Wednesday, March 29, 2000 11:57 AM
part 23

There was a slight change in the weather: we had a blizzard. The largest snowfall in fifteen years fell in a little over twelve hours. Some of the drifts stood over a metre in height on their own. Those that were built on something (such as a car) were much higher. The windows and front door of the office were a wall of snow. Cars were covered completely. I couldn't walk around outside because the snow on the footpath was so deep that if I did wear my boots, they would fill with snow, and the temperature was so low that if I didn't wear them, I would get frostbite. sigh.

Atli and Jóhanna wanted to go to the movies. Outside, the visibility was often less than a metre. Driving on the road was essentially "aim between the street lights and drive very slowly". Cars became bogged if the driver tarried a bit too long at the traffic lights. We did reach the cinema... in a sense: cars blocked the road from half a kilometre away, all stuck in the snow. That was as close as we could get. We went home.

The Eurythmics would have changed the words to "Mondays are made of this", and who am I to disagree? I had a Monday. I had to meet someone in another town. The weather was fine and the bus terminal is only a kilometre away, so I walked there. I arrived a few minutes early, but the bus had arrived a few more minutes early. I missed it. I waited for another bus. I waited and I waited and I waited. After an hour, I asked someone when would be the next bus, and was told that I had another two hours' wait, so I had to make a phone call. Unfortunately, I'd left the phone number at work and there were no taxis. I started to walk home. Unfortunately, I had noticed the weather, and Atli's theory prevailed: the weather changed. It became poor, with snow and strong wind ushering me at a great pace across the ice. I arrived at work and found that my phone didn't work, so I went home to phone from there. There was no answer. I went back to work, during which time my phone had evidently called a service technician and had itself repaired. I made my phone call and started to walk back to the bus terminal because the weather had become fine again. Really. Had I spent even a moment thinking about it, I would have called a taxi, but I didn't. About halfway to the terminal, the weather turned poor again, with more snow and the strong wind attempting to prevent me from arriving. The temperature dropped to -2°C, with the wind chill making the day feel much colder. One assumes a certain posture while walking into strong wind: lean forward, take small steps, and hope that the wind doesn't change suddenly either direction or strength. Marcel Marceau had obviously done it before. By the time that I arrived at the terminal, the front of me was covered entirely by powder snow. The material of my jacket didn't absorb the snow unless I attempted to wipe it, so I had to remain like that until the snow evaporated, much to the mirth of the other passengers. I'd have said that it was briefly amusing, except that it wasn't. Okay, so I did laugh, too. So what.

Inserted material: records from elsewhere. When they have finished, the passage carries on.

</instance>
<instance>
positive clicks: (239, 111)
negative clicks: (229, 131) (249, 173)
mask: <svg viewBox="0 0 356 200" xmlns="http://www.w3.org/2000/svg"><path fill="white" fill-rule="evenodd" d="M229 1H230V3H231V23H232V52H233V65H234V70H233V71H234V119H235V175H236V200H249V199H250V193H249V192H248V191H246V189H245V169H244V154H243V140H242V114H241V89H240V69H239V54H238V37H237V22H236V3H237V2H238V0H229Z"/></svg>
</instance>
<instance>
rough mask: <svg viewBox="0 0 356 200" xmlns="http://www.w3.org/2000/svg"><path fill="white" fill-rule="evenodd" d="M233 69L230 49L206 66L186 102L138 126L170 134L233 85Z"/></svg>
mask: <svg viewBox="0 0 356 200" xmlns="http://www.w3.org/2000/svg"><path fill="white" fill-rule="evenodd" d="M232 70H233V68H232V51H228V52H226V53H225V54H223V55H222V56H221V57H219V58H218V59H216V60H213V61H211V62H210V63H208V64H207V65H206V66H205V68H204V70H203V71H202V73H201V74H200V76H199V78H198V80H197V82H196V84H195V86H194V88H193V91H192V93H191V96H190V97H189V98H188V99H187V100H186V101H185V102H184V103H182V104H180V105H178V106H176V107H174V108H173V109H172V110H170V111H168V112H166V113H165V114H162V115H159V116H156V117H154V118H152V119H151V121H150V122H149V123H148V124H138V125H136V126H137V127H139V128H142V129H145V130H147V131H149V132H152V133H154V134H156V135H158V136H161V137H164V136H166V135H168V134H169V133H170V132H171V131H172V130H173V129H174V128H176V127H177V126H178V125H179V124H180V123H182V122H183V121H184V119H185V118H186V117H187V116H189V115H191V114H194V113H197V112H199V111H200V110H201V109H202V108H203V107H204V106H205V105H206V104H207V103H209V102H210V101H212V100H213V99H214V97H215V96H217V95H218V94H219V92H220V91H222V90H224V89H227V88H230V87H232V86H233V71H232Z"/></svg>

After having written that, I read an article about Alan Hinkes. According to the text, he wanted to be the first British person to climb to all 14 peaks that are higher than 8,000 metres. He survived the thin air at the peak of Everest and K2, but he had a Monday while climbing Nanga Parbat: he inhaled flour dust while eating a chapati. The resulting sneeze caused him to slip a disk in his back and he was unable to move for more than a week. When a helicopter finally rescued him, he said "You have to see the bizarre, comic side, although it was sheer bloody agony at the time". There's a lesson to be learned: never climb while eating a chapati.

Anyway, I had my meeting. Then I had to come back...

Mondays like that never end well. I went to the terminal in the other town, again in time for the bus, and this time the bus wasn't early. It wasn't on time, either. It was cancelled. So was the next one. It was two hours before a bus arrived, and another half hour before it left. According to the list of stops, it would take me to the original bus terminal, and from there it would stop almost outside my apartment door, before continuing to stops further away. When we arrived at the terminal, I was tempted to get out and walk - just in case, but I didn't. What could possibly go wrong? :-) What could possibly go wrong is that the bus ignored the second stop and went on to the third one. I got out there and found that I was about three kilometres away from home, on the opposite side. At least it wasn't raining, but I didn't notice it at the time. Had I done so, then it might have started raining. I reached home eventually. If nothing else, I'm better at walking on ice, having had a crash course, indeed. Oh, that's terrible.